Sebelum melangkah keluar, Adel melirik sekitar yang punya kesibukan masing-masing, sebagian siswa kelasnya sedang mengisi perut di kantin, jadi tidak terlalu berisik dan Adel merasa aman, maka Perempuan itu menarik obat dari dalam tas-nya, mengambil sekitar tiga butir, lalu meminumnya secepat mungkin tanpa air.

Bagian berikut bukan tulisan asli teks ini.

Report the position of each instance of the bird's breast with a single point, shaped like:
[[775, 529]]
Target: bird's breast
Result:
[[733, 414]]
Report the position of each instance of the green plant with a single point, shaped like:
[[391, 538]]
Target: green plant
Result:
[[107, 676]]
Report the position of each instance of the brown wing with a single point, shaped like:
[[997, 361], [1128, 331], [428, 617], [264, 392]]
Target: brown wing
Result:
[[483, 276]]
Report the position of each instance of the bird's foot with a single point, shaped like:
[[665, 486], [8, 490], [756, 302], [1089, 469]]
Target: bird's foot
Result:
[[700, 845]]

Lantas berdiri, langkahnya berderap keluar kelas. Ketryn yang dari tadi mengawasi gerak-gerik Adel memutar mata jengah, tidak ada ekspresi di wajah cantiknya itu.
***
Pertama kali Adel menginjakkan kaki pada tempat tujuannya, sambutan aroma asap rokok mengudara, langsung membumbung menusuk hidung, membuat wajahnya pias, sebisa mungkin mengambil banyak nafas, mengira jika banyak anak Laki-laki yang sedang menghabiskan waktu bercengkrama di ruang seni. Padahal hanya satu, dan alis Adel bertaut bingung saat indra penciuman nya menangkap jelas aroma lain, bau minuman beralkohol.
Sial.
Dengan tergesa-gesa, Perempuan itu menarik knop pintu, menutup, dan langsung menguncinya. Lalu dengan nafas memburu menarik botol minuman yang berada pada tangan Lelaki dengan wajah tengkurap tersebut. Wajahnya mengenaskan saat dia mengangkat wajah begitu mendengar suara pecahan kaca, Adel membantingnya, menatap Lelaki itu tajam.

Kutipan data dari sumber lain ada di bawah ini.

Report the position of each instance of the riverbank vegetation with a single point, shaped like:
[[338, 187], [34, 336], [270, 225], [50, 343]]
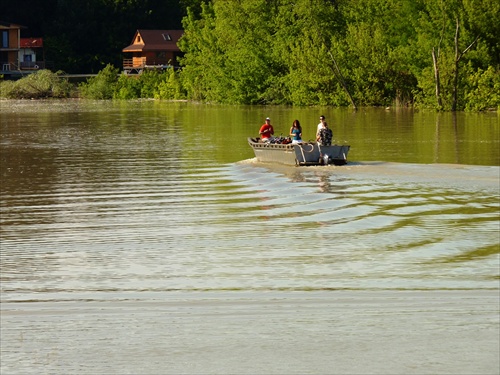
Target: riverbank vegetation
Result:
[[422, 53]]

"Apa-apaan lo?! Mau masuk ruang BK? Mau di scorsing? Atau mau di keluarin dari sekolah?!" Sarkas Perempuan itu dengan nada tinggi.
"Capek," Satu kata itu membungkam Adel. Membuatnya menatap netra coklat itu yang tidak secerah biasanya. Terlihat redup, tidak ada kehidupan. Padahal baru beberapa hari yang lalu Adel melihatnya bermain basket bersama Firman.

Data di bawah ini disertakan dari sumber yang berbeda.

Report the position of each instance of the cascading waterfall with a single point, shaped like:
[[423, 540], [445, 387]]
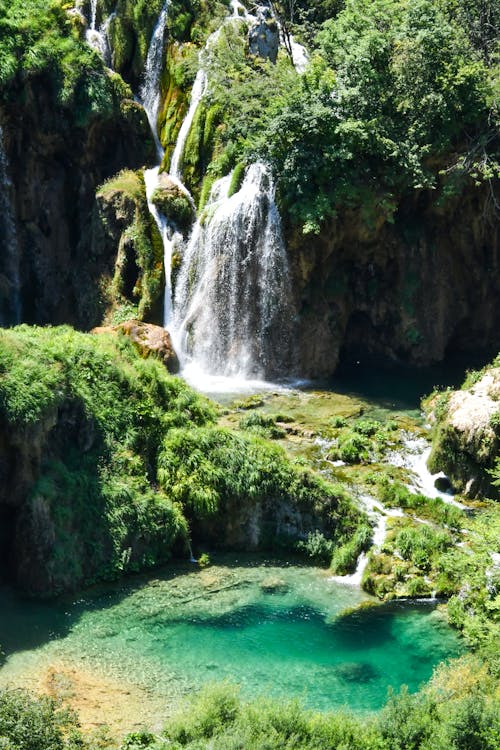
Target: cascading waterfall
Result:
[[150, 97], [10, 302], [232, 302], [93, 14], [98, 38], [197, 93], [150, 89], [171, 240], [231, 314]]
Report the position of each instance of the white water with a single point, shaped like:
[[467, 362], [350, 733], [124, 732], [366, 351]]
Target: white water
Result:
[[10, 308], [373, 508], [230, 319], [415, 457], [93, 14], [98, 38], [170, 239], [150, 89], [232, 298], [197, 92], [300, 57], [200, 85]]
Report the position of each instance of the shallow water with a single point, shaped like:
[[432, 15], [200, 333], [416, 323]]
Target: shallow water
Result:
[[270, 629]]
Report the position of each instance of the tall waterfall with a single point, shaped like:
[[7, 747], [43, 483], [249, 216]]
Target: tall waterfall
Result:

"Hidup itu nyusahin. Tapi gue yang bilang mampu sama Tuhan, kan?" Kata Raffa lesu, kepalanya tidak terangkat dari meja berisi beberapa lembar lukisan-lebih tepatnya gambaran abstrak yang Adel tidak tau artinya apa.
"Balik ke kelas. Bentar lagi bel," Adel berusaha tidak peduli. Dan juga, dia tidak mau ikut campur dan masuk dalam masalah orang lain. Maka perempuan itu berbalik, hendak pergi, namun tangan lunglai Raffa menarik nya, lemah sekali, dan Adel menghela nafas prihatin. Entah apa yang terjadi pada Lelaki ini.
Dia menatap wajah Raffa yang merah, efek minuman, juga wajahnya yang terlihat pucat, lesu dan tak berdaya. Adel tidak bisa menyimpulkan kalau Lelaki ini sudah benar-benar mabuk walau pembicaraannya sudah melantur ke mana-mana. Maka Adel memilih menetap, membiarkan pegangan kuat Raffa pada lengannya yang lebih kecil. Menghela nafas berkali-kali.
"Gue gak punya siapa-siapa.."
"Gue bukan siapa-siapa lo." Ucap Adel acuh, ketus, dan dingin seperti biasanya. Hal itu sukses membuat Raffa terkekeh, dia memperbaiki posisi duduknya di kursi, bergeser dan menyuruh Adel untuk duduk di sisinya karena terlalu lama berdiri.
Dan Adel menolaknya mentah-mentah. Karena pegangan tangan mereka terlepas, Adel memilih berjalan ke arah piano, bersamaan dengan bunyi bel berbunyi dan Perempuan itu tidak beranjak sama sekali.
Dia memilih menemani Raffa beberapa menit karena Lelaki itu terus meringis, tidak menangis, tapi matanya merah, dia memendamnya.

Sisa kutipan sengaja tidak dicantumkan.